The economy slump has hit many people hard and according to the media this includes the banks. What I have read and witnessed indicates the banks are doing well; it is the small business owners that have taken the hit.
I have witnessed banks approve loans and then stall to give out the funds. I have read articles about businesses declaring bankruptcy because their credit limit was reduced. I have read that banks deny loans to individuals that are purchasing foreclosed homes – not because of the buyers credit score, but because of some other items such as needing to make improvements on an AS IS house. Yet these are the institutions that were given money by the government to help us out.

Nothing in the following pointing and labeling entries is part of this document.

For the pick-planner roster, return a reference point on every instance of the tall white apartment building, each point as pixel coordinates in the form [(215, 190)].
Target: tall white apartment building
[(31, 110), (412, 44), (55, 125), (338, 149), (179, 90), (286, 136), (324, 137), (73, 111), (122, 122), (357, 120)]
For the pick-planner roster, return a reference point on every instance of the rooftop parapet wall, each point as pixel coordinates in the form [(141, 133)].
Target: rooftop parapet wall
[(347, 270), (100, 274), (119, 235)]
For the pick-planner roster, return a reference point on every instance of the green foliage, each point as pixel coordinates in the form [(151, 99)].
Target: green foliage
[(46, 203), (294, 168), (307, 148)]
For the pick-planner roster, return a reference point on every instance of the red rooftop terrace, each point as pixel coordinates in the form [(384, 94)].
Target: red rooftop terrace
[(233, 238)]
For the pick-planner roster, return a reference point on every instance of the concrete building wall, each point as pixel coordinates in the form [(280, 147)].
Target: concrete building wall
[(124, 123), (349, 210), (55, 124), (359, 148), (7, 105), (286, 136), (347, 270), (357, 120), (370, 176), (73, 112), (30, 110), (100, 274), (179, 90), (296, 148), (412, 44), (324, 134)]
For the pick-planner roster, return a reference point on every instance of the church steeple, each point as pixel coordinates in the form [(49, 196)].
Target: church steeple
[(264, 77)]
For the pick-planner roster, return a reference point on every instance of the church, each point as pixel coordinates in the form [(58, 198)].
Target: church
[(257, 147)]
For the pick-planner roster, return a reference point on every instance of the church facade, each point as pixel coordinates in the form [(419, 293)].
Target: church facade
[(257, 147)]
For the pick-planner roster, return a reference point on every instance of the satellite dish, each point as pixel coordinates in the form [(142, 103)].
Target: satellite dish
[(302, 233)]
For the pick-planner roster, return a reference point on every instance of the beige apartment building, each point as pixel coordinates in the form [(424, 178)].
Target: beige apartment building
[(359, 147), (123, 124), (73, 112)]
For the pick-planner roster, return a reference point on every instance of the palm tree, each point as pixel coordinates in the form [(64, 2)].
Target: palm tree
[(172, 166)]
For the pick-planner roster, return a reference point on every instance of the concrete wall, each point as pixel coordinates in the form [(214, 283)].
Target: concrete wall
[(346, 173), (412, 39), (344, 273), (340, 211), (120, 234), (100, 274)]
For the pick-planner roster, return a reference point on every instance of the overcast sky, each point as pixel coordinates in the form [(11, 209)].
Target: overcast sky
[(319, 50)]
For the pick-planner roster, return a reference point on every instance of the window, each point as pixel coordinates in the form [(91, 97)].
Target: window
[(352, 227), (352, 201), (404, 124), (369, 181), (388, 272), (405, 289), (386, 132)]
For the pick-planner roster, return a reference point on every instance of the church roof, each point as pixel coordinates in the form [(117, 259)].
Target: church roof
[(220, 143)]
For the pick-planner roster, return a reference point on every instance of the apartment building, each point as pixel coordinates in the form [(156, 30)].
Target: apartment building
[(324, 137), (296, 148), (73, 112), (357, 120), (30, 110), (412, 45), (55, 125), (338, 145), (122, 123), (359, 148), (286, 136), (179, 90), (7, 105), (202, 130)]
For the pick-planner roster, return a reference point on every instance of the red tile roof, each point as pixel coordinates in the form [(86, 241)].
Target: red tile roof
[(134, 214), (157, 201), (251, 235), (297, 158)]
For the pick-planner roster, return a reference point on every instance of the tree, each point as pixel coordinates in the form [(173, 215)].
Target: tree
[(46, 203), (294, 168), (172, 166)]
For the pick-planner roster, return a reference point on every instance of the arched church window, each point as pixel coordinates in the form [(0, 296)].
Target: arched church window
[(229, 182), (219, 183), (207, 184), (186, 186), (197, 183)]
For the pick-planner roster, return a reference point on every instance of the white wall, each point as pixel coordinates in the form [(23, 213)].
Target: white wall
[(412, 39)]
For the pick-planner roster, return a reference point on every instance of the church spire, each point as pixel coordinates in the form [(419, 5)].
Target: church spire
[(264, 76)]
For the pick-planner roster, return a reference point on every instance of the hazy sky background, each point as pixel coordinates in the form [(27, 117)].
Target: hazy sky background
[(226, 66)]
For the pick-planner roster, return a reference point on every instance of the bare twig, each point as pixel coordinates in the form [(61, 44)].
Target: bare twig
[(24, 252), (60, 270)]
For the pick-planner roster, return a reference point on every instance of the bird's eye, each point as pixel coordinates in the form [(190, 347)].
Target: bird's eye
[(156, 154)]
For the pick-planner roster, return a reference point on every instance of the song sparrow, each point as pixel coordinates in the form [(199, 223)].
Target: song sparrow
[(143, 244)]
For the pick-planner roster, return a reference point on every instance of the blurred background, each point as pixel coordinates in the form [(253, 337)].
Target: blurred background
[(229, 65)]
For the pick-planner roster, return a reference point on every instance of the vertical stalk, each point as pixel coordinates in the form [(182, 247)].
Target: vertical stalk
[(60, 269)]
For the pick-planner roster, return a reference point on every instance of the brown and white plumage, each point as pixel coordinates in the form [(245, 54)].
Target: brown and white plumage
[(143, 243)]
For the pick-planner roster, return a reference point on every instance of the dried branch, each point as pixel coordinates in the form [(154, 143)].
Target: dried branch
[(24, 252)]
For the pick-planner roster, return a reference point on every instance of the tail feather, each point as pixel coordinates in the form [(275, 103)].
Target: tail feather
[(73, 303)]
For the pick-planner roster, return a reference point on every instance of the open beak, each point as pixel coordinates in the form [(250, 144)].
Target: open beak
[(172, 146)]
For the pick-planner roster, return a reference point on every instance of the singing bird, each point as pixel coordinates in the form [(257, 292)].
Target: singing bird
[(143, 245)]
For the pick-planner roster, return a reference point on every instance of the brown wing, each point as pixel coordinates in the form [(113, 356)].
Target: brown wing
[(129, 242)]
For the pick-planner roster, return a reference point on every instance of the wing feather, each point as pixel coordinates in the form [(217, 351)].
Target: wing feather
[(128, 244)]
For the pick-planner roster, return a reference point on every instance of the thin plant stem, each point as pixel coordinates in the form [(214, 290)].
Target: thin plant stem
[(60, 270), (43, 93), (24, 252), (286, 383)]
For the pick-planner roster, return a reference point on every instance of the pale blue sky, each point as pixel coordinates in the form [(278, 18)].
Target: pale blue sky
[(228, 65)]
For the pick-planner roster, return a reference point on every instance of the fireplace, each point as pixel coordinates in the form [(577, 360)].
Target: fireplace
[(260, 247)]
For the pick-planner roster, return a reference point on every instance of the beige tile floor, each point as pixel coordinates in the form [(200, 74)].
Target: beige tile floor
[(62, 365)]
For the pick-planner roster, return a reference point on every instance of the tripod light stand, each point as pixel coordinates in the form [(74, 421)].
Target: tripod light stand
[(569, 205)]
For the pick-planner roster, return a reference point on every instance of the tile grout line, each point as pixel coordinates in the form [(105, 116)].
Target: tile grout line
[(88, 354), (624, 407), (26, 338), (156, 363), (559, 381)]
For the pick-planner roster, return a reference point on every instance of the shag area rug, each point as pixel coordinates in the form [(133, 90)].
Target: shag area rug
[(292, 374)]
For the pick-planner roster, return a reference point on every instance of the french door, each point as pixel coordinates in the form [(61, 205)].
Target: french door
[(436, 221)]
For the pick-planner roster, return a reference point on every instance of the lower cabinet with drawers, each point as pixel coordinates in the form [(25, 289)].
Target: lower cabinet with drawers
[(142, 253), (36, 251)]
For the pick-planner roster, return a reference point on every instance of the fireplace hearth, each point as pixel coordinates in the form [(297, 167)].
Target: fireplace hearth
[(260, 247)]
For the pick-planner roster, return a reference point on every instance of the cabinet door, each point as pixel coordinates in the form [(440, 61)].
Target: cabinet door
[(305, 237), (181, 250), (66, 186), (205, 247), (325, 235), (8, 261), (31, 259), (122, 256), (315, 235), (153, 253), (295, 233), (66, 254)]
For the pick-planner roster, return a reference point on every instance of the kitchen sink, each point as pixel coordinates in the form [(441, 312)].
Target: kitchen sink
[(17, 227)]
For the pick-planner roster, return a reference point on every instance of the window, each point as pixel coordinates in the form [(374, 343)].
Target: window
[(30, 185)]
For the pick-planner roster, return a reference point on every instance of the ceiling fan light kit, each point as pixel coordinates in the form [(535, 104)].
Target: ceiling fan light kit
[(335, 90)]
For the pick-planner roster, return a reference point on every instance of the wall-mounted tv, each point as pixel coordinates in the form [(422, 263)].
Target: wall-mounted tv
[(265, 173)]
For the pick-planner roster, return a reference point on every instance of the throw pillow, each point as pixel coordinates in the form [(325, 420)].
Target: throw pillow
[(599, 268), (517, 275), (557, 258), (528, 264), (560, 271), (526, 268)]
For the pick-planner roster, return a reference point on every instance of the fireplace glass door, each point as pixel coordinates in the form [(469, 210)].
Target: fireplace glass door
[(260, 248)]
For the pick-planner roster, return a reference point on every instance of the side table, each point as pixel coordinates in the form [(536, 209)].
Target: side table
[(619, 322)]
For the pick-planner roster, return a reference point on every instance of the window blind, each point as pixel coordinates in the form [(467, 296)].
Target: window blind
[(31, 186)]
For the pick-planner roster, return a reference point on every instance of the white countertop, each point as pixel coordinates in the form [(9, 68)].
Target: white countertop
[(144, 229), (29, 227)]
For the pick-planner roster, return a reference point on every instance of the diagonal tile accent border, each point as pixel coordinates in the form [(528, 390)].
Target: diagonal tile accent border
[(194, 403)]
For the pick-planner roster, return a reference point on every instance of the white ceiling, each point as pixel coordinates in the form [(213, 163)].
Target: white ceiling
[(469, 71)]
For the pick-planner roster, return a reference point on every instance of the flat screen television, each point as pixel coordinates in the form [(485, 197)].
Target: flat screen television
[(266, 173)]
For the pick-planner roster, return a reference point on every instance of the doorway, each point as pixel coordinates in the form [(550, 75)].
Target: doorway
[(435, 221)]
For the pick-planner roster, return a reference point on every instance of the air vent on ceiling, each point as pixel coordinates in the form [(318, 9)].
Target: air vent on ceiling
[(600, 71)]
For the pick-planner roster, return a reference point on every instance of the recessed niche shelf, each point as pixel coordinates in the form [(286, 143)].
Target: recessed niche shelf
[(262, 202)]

There was very little help last year in 2008. There were a total of 43,546 businesses that filed for bankruptcy, the largest in ten years. This coming February the Labor Department’s “benchmark revision” for its employment report is likely to report a loss of 8 million jobs since December of 2007 (Kaiser, E.).
With all this money going into finical institutions why are so many small businesses not receiving the support they need? Every time a small business goes under, that many more jobs are lost.
I hope that one day soon I will start reading about the banks starting to help out businesses, and not the other way around. Only then will we start to have a true recovery in our economy, one with actual jobs instead of this supposed “jobless recovery”. That is not really a recovery at all, just some bump in the road to make us focus on other items instead of what truly matters.